Sts - 00000000: No error
 

ANd here's the log when I turned verifypeer back on, just to confirm getacert would fail.  And you can see it looks just like the 3rd party access failure.

<LogTime 15:43:35.85>
GETACERT TEST:
Url - https://getacert.com
Hdr - api-key: DVIOsWOU.zLhLByGfmXfvsTaxkACbodSKEOMlMPqCKaj~~
Rsp - Empty response
Sts - 00000007: SSL peer certificate or SSH remote key was not OK

That is strange if the same thing works OK when using curl with the --insecure parameter. It's hard to say what’s happening without debugging it myself.

Instead of a self-signed certificate, are you able to use 'minica' to generate a certificate? That will provide you with a CA certificate to install on your machine or use with RMNet directly? That should work around the issue until you get permanent certificates - https://github.com/jsha/minica

Another idea; should the address be https://192.168.198.11:9002 or just simply 192.168.198.11:9002 as you have been using?

The lack of "https://" in the log text is just a copy/paste error on my part.  (I got excited for a moment, thinking it was just something that simple.)

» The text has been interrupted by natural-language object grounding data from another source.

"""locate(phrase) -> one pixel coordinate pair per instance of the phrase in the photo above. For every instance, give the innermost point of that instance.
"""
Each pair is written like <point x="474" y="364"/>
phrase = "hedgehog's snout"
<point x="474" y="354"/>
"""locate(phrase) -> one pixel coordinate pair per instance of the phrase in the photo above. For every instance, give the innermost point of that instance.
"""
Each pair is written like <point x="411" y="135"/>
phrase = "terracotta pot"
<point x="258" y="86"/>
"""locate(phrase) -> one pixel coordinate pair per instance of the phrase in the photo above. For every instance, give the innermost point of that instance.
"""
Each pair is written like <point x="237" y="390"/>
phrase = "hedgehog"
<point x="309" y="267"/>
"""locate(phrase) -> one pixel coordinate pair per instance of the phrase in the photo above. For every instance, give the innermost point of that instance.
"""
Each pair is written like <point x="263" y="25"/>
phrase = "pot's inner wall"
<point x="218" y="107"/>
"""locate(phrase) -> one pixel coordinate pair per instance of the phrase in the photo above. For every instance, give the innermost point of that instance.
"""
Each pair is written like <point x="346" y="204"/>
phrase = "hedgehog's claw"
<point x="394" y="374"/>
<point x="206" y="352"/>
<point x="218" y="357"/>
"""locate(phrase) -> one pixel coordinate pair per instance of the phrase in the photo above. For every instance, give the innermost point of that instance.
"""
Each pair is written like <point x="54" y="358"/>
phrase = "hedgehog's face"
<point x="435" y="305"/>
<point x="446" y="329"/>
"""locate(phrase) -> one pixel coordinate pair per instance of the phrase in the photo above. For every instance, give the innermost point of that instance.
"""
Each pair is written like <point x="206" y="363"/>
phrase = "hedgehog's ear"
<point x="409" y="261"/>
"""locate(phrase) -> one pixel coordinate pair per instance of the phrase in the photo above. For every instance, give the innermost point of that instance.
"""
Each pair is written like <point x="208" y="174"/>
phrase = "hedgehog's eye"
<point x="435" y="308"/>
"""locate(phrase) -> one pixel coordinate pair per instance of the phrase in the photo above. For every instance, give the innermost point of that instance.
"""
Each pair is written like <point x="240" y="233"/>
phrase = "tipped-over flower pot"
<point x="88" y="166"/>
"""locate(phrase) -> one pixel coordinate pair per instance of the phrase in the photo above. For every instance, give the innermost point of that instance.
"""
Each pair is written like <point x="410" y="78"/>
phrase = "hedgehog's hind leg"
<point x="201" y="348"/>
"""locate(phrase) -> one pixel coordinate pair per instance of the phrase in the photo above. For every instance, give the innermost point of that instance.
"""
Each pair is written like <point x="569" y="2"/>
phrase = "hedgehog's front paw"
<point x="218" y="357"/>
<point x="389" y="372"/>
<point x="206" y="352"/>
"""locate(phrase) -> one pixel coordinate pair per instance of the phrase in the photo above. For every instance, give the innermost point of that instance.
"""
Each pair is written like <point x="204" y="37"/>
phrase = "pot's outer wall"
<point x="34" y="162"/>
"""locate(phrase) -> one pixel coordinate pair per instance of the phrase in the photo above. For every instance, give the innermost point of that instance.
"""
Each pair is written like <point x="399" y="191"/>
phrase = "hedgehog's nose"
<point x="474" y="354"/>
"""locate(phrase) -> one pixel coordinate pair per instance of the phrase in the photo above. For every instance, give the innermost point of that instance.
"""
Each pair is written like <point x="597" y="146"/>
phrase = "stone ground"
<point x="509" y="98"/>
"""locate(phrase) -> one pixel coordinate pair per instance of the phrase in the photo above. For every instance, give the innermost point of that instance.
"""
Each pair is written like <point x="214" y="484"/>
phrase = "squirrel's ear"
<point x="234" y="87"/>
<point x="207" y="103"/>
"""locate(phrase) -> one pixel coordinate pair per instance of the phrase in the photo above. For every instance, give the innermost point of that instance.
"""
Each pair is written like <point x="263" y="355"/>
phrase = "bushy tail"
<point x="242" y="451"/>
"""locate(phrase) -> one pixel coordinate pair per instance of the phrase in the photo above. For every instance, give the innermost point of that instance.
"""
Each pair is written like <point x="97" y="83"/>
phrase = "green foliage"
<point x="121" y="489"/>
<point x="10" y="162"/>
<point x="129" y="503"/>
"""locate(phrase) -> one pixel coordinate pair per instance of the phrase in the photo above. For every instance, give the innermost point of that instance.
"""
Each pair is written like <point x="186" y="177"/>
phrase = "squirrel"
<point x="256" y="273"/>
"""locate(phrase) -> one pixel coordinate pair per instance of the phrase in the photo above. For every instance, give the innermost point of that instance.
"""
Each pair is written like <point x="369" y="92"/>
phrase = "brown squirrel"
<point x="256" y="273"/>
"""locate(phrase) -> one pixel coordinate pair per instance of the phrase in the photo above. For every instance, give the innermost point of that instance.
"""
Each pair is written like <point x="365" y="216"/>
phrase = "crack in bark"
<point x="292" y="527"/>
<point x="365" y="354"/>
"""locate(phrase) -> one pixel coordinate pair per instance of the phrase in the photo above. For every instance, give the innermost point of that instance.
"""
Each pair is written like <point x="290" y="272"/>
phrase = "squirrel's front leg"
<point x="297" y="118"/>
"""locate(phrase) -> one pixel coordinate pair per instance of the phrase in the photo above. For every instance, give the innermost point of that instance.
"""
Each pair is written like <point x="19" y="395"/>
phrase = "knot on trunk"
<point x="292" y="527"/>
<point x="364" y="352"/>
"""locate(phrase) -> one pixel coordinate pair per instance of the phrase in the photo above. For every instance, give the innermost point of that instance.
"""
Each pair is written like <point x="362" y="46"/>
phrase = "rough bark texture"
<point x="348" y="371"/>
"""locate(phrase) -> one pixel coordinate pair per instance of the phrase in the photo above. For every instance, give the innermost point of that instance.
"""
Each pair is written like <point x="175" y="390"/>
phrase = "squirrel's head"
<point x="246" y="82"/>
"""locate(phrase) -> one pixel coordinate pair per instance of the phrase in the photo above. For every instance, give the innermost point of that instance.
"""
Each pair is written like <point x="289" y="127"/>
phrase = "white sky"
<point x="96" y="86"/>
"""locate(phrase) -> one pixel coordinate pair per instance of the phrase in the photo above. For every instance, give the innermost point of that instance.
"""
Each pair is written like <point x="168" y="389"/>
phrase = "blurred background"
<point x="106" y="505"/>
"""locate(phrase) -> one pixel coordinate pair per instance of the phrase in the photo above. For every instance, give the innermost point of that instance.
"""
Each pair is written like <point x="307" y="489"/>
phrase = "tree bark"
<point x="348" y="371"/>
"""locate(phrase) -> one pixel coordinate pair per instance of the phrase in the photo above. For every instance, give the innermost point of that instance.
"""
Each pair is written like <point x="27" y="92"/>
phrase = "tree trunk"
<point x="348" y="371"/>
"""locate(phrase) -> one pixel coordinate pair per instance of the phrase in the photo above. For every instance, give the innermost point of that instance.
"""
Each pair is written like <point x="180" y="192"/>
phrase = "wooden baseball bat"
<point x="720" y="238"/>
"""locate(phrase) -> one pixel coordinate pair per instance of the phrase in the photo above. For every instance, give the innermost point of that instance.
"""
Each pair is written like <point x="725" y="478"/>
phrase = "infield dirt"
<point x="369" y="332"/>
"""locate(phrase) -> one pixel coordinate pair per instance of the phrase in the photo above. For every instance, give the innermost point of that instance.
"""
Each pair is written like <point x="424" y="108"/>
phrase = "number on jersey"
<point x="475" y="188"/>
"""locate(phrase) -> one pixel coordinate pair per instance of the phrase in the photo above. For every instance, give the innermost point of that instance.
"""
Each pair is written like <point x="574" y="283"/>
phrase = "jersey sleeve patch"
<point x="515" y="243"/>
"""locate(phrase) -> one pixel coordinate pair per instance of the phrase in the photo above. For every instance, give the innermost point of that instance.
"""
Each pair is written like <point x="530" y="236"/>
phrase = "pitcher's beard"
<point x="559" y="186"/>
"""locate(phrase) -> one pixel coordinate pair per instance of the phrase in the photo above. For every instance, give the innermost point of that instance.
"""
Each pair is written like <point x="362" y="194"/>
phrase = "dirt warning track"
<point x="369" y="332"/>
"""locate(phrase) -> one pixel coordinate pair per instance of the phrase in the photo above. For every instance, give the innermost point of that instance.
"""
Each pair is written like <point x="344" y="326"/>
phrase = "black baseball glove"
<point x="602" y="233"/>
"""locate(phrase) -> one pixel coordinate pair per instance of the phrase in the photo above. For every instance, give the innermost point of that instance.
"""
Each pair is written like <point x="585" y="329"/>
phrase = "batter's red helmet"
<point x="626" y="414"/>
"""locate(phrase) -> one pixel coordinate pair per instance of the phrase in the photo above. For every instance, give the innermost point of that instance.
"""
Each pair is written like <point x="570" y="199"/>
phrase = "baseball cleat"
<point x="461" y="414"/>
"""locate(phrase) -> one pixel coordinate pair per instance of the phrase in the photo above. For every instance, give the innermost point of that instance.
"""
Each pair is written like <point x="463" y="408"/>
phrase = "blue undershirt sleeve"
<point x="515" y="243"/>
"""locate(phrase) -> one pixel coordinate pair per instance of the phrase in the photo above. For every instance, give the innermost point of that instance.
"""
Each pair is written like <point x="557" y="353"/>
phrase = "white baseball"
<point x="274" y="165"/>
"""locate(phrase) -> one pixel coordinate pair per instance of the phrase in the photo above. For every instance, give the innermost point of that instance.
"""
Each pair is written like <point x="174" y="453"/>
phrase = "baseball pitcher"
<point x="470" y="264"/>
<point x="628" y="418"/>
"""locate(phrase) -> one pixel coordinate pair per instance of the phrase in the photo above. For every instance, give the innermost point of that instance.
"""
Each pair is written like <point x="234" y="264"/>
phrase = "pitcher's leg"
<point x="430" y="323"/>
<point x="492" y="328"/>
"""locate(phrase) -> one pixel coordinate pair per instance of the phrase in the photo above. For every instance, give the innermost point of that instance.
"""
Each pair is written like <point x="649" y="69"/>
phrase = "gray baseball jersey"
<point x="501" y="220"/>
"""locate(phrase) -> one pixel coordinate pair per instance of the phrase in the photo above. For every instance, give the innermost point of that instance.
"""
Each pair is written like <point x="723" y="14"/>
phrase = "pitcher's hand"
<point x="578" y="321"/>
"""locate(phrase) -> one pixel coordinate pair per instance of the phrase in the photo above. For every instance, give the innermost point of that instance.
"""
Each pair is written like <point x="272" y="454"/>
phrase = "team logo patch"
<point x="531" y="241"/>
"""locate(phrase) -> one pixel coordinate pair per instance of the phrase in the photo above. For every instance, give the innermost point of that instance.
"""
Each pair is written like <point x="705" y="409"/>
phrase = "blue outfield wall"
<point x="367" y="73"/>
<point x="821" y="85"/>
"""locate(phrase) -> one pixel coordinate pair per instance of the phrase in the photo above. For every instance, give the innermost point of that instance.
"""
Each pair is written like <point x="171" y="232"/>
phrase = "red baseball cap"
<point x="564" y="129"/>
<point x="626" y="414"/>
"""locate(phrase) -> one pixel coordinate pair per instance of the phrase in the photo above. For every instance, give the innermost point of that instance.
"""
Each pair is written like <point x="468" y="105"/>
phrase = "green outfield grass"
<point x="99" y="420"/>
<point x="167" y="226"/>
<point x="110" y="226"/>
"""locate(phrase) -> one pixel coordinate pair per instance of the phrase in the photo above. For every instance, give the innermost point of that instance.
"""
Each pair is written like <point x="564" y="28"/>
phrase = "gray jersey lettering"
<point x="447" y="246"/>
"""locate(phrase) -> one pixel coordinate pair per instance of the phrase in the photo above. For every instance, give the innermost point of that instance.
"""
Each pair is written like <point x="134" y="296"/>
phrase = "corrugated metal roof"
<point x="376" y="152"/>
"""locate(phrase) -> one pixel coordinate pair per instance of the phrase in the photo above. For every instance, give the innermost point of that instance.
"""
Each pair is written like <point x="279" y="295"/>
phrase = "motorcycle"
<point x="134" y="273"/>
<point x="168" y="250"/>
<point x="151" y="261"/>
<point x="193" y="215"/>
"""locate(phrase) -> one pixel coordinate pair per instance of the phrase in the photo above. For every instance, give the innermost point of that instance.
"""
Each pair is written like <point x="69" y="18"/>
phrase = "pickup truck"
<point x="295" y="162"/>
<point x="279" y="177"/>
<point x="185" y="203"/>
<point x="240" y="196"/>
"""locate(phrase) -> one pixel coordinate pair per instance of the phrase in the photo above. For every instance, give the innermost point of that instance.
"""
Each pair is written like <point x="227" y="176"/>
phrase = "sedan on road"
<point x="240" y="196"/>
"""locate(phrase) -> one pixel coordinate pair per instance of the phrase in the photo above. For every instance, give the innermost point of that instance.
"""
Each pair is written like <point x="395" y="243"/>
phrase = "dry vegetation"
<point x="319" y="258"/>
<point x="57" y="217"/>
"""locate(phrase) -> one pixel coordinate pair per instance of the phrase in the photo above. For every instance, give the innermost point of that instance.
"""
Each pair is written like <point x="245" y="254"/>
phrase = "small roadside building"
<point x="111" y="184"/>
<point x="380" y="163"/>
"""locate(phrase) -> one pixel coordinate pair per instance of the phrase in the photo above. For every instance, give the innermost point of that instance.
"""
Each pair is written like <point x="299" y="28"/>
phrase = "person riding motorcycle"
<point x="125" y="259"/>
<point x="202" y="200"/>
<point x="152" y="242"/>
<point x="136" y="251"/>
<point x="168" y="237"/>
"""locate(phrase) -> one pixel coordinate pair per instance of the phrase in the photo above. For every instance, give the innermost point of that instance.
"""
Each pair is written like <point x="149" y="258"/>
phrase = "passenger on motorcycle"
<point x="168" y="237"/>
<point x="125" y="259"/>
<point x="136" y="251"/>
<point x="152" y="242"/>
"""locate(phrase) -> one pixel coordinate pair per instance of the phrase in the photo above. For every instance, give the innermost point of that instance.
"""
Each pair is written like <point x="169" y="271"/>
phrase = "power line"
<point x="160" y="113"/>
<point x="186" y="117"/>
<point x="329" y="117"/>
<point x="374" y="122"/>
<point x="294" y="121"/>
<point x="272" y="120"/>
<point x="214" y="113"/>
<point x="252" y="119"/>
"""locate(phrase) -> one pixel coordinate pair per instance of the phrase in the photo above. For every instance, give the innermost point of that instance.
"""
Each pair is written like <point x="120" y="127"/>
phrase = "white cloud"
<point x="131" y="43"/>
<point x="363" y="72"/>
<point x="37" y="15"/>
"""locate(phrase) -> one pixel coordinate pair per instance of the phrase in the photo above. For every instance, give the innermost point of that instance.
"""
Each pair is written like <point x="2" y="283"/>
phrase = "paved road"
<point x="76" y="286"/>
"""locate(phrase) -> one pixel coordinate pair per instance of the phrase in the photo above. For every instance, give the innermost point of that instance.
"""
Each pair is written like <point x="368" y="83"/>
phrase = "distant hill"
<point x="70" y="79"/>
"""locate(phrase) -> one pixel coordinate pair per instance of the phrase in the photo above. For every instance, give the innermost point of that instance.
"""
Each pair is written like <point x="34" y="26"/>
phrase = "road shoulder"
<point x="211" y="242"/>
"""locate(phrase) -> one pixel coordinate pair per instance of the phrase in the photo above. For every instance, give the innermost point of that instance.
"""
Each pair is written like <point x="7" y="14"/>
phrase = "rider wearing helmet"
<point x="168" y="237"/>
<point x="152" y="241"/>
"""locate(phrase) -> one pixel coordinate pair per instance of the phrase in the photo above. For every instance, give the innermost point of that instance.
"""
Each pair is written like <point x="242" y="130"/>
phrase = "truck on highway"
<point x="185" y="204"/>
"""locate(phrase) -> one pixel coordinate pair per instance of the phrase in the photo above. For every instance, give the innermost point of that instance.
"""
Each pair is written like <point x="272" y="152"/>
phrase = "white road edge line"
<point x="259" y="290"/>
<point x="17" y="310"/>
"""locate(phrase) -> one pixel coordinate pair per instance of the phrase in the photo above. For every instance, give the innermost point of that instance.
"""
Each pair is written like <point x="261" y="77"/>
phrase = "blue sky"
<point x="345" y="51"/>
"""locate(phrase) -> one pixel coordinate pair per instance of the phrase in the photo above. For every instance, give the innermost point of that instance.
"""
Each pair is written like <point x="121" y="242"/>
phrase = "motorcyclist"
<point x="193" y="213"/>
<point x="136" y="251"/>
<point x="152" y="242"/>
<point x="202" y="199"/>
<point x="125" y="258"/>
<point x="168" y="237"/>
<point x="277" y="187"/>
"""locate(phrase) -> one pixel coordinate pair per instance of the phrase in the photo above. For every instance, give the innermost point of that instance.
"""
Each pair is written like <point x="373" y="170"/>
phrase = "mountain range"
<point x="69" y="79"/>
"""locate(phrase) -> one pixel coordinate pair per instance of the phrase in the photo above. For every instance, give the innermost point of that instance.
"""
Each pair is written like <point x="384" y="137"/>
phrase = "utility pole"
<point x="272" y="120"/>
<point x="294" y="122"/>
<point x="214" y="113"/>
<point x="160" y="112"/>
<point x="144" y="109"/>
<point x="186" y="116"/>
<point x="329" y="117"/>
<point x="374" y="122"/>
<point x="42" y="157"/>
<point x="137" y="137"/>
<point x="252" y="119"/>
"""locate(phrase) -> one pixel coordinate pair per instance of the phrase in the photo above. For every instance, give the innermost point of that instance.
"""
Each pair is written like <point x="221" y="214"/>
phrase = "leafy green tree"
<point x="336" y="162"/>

I tried a couple of things, and I am working with the software provider to see about working with http instead of https.  Also, I hope to set up a test system later just to see what is wrong with the connection, by working with you. .  More as I know more. Bottom line, the verifypeer option is working as designed.

I grabbed a copy of the curl git repository, and did a quick check.  The --insecure option (aka -k) turns off verifypeer AND verifyhost.  Does the RMNET verifypeer function also turn off verifyhost.  Or do we have a missing function in the RMNET library?